First, some numbers.
The population of adults in the United States: 125.9 million women, 119.4 million men = 245.3 million. About 93% of the population are citizens,so handwave that to 228 million adult citizens.
The 2017 budget:
From this, the “welfare” expenditures include:
Medicare & health:$1.17 trillion
Social Security, Unemployment & labor: $1.139 Trillion
Housing & Community: $0.09 Trillion
Total: $2.399 Trillion
So if we simply divide up what we’re ALREADY SPENDING by the number of American adults, you get $10,521 per person, per year. Simply cutting everyone an annual or even monthly check would be *far* simpler than the current mess of government offices and bureaucrats and armies of accountants and all the rest.
There would be ways to increase the payments per person without increasing the actual cost. Criminal status would of course be an obvious one… commit a violent felony and you’re off the Freebies List for *life.* You could make receiving the UBI optional… if you get it, you don’t get to vote in Federal elections, perhaps.

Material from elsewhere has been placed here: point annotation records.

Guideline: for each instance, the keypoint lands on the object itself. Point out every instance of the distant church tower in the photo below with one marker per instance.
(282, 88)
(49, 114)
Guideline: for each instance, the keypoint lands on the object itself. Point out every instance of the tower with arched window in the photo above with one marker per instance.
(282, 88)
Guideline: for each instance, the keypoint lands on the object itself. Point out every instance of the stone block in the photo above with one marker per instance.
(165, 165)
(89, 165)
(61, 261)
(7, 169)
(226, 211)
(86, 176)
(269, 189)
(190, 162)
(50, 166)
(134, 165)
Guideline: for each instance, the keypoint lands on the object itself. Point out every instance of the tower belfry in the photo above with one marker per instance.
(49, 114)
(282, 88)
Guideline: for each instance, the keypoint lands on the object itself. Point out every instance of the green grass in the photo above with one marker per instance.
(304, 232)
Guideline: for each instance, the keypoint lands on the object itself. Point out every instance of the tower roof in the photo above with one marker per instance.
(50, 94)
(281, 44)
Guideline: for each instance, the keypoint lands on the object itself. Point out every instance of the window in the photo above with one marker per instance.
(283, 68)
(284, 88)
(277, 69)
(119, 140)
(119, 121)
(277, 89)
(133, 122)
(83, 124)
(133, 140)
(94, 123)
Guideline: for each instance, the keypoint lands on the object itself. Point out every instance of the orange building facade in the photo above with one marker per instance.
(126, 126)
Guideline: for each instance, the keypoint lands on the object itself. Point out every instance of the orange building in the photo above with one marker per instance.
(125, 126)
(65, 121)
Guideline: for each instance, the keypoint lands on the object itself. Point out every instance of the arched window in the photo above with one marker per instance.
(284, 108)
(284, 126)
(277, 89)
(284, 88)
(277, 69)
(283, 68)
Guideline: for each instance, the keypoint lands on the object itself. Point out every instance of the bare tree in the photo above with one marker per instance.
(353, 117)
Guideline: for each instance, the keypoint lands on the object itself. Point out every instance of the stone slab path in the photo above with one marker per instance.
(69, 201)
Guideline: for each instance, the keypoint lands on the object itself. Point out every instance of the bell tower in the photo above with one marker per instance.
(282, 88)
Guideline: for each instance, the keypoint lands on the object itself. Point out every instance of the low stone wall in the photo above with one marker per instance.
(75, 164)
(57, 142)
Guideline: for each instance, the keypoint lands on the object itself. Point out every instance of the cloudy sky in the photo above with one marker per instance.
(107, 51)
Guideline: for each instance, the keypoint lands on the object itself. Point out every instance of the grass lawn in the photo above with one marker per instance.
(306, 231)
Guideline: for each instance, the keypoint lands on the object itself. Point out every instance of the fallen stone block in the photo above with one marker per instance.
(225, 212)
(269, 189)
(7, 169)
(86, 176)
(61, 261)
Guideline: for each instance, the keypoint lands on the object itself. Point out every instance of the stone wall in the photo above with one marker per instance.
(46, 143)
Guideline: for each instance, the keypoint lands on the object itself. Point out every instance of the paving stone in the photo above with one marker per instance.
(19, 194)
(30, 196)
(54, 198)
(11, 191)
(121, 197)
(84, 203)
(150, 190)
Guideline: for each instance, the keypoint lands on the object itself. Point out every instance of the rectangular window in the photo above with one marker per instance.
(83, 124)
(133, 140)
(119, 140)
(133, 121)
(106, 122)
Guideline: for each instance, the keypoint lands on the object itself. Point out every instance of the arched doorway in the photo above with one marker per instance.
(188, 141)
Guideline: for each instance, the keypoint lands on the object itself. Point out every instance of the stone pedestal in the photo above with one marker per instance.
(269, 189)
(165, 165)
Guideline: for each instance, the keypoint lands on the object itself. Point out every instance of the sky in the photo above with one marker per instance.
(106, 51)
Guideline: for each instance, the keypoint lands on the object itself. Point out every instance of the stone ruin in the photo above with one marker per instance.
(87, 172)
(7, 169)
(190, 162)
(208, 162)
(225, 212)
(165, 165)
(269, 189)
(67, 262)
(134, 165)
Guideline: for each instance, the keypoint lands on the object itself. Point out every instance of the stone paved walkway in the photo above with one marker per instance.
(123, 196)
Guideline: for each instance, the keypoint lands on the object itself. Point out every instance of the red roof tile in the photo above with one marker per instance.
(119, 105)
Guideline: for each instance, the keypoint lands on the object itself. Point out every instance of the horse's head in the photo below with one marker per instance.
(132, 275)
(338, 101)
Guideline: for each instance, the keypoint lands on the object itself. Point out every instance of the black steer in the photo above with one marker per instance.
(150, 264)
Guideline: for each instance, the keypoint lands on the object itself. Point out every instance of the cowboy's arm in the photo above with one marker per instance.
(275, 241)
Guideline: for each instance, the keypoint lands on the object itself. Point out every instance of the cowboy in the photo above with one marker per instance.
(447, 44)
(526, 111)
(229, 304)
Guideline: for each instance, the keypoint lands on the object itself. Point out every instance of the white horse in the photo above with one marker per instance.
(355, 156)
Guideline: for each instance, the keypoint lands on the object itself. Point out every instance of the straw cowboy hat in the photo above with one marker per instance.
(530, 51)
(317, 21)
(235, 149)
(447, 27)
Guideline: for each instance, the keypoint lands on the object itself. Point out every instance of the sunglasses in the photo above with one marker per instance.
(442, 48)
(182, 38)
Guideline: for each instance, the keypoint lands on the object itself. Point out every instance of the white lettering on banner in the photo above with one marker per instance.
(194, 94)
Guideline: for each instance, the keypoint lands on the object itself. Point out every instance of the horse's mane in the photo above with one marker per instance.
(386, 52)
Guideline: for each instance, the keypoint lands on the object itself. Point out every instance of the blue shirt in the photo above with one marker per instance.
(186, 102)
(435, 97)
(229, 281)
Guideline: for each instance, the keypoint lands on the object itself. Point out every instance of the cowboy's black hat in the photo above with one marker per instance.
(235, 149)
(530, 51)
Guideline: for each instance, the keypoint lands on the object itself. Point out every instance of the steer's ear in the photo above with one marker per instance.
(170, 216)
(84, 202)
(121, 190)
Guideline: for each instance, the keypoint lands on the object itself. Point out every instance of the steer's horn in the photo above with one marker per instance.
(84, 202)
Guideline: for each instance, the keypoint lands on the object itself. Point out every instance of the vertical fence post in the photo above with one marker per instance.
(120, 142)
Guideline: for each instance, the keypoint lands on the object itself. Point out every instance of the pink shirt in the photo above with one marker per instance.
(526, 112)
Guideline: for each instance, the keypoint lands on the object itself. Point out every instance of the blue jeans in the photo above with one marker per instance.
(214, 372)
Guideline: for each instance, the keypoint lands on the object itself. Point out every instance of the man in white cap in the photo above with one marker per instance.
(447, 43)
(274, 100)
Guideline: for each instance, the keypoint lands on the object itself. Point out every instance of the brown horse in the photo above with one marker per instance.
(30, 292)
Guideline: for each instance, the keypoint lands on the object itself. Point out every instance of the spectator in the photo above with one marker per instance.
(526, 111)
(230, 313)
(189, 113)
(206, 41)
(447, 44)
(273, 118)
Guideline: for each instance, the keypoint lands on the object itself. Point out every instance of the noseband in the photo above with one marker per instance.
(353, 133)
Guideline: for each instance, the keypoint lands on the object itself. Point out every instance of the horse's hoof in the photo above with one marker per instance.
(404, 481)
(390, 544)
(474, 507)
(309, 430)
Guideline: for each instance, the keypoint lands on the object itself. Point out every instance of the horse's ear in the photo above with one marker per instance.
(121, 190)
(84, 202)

Or perhaps if you turn down the UBI payment, you get *two* votes in Federal elections.
Ten grand is a good chunk of cash, but its still well below the current poverty rate. A way to help people cope, now that food stamps and the like are gone, is to make food free. As previously proposed, every place that sells food or booze could have a stand carrying free bundles of food loaf. It’s not tasty, but it’s nutritious and it would be free. And being free and of limited interest to those who don’t actually need it, there would be little to no opportunity for a black market in the stuff, eliminating the likes of food stamp fraud.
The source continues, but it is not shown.